街を歩けば必ずといっていいほど青年貴族や水夫連中に声をかけられる。
王宮勤めということが分かる相手ならば無理に引き止められることもなかった。
それでも、『普通の侍女』として振る舞わなければならないのは、結構骨が折れるのだ。
そんな経歴を持つこのふたりのどちらがより美しいかのアンケートを取ったら、おそらく真っ二つ。
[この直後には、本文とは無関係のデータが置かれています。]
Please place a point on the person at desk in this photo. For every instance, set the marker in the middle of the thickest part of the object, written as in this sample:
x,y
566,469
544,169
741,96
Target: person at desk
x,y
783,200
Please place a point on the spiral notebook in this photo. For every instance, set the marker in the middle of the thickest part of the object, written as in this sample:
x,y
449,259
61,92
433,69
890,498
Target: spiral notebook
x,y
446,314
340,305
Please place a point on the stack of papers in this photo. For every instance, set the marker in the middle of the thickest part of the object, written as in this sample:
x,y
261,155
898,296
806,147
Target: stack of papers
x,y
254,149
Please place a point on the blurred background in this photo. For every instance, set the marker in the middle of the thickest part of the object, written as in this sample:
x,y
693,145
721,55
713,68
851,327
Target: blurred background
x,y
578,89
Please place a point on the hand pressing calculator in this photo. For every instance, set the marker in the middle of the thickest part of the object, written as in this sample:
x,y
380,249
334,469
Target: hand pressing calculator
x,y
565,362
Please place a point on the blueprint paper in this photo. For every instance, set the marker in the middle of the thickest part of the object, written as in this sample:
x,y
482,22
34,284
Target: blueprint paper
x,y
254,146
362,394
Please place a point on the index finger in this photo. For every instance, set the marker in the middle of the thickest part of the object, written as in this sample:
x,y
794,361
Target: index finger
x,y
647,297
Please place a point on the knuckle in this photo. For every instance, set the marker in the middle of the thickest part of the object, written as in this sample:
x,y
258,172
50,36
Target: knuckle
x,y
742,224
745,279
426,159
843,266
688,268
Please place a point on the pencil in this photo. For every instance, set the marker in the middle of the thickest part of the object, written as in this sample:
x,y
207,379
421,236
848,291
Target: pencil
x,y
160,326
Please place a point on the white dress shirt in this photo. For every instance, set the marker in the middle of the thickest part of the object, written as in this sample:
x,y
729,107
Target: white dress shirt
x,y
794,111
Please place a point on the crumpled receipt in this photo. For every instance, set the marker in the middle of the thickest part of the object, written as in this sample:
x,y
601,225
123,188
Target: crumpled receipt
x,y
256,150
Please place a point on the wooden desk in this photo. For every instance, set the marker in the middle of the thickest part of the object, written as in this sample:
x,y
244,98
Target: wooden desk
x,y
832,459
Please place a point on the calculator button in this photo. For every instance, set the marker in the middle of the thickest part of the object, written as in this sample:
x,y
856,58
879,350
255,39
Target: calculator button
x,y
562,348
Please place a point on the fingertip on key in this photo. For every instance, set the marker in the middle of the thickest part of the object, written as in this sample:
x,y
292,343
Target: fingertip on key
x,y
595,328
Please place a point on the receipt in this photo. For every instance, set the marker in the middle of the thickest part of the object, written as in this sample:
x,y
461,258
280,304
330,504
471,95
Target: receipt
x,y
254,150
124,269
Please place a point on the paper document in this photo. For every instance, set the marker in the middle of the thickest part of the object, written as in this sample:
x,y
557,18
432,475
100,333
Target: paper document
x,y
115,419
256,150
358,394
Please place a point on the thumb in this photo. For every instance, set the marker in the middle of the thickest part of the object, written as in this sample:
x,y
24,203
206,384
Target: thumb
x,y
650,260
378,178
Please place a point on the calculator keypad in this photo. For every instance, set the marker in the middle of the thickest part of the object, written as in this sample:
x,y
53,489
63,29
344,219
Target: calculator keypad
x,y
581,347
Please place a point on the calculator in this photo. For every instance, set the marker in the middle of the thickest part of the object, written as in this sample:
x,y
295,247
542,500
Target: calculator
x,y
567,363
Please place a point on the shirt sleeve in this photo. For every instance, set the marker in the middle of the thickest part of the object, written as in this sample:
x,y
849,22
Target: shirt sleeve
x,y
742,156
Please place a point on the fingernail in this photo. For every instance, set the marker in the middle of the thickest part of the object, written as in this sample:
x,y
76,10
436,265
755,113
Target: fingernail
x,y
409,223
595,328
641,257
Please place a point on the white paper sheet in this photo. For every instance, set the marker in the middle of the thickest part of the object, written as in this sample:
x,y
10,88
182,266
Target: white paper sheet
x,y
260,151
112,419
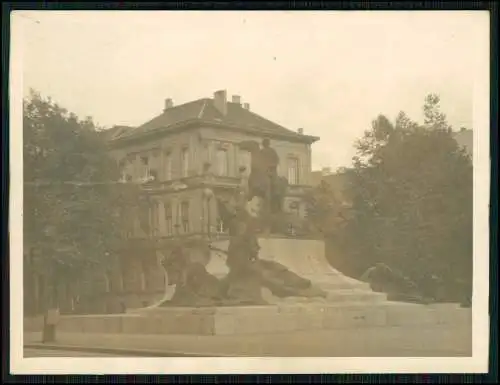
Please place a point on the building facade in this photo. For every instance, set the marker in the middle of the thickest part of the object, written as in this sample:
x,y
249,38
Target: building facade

好みその他を差し引いても、賞賛を送らない人間はまずいないだろう。
「……仕立て屋の言うとおりだな」
昼下がりの雑踏の中で少年がささやいた言葉は、訓練した耳をもってしても聞き取りづらかった。
「何だ?」
「もったいない」
今度は聞き取れた。
「この服だろう? だから言ったじゃないか。もう返品はきかないぞ」
やっぱりな、という顔でシェラがワンピースの裾を少し持ち上げた。
さすがに女として育てられただけあって、その動きは女性そのものだった。
「連れまわすのはやめれば良かった」
それを聞いてさらに少女が嘆息する。
「それも言った。やっぱりお前損してばかりだろうが」
「違う」
周囲の雑音を避けるためか、首を傾げた少女の耳元で喋れるよう、少し前屈みになる。
「他の男に見せるんじゃなかったな」
甘く低い声が耳に叩き込まれた。
びくり、と銀色の頭が震えるのが見て取れる。
背筋を得体の知れない感覚が駆け抜ける衝動に襲われた。
みるみるうちに少女の顔が、耳まで赤くなる。
「どうした? 熱でも出たか?」
額を合わせてくる。
視界に入った口元は、楽しそうに吊り上っていた。
弾けるように体を引き、シェラは目で射殺さんばかりに睨み付けた。
「お、お前なんか知るか!!」
言うが早いか歩き出した。
早足だったが、人が多くてうまく歩けない。
やろうと思えばできるのだが、いかんせん一般人は、人ごみをすり抜けるように歩いたりしない。
それでも、かなり早く歩いている自覚はあった。
「そんなに急いでどこへ行く?」
それなのに少女より背の高い──その分足も長い──少年は、何でもないように追いついてくる。
「お前がいないところだ!!」
無視すればいいのに、律儀に返事をしてしまうところがシェラだった。
さらに歩を早め、ほとんど走り出す。
少年は離れない。
むきになって加速しようとして、引っ張られた。
背後から左腕を引っ張られ、そのまま少年に抱きとめられる。
「放せ!!」
「死ぬぞ」
簡潔な一言が返ってきた直後、シェラを歩道側に立たせたヴァンツァーのすぐ後ろを、速度違反もいいところの車が走り抜けて行った。
「………………」
「同じ日に同じことを繰り返すとは、器用だな」
「──すまない……」
ほとんど反射的に呟いた。
少年の肩に顔をつけているため彼の表情は見えなかったが、責められている気はしなかった。
「素直だな。やはり熱でもあるのか?」
身体を離し覗いてくる瞳は、軽く瞠られていた。
何とも失礼な物言いであったが、不思議と怒る気はしなかった。
「さすがに二度も助けられたらな……」
今の救出劇(?)もあって、周囲は人だかりができている。
「……おい」
声をかけられた少年は首を傾け、何だ、と返答する。
「どこでもいいから、あんまり煩くないところにしてくれ……」
音が、というよりも、視線だろう。
頭痛はひどくなる一方だった。
精神疲労もピークに達している。
大きなため息をついた少女に、少年は何とも言えない表情を向けた。
「ため息をつくと、その分幸せが逃げるそうだぞ?」
ありがたくて涙が出そうな台詞だった。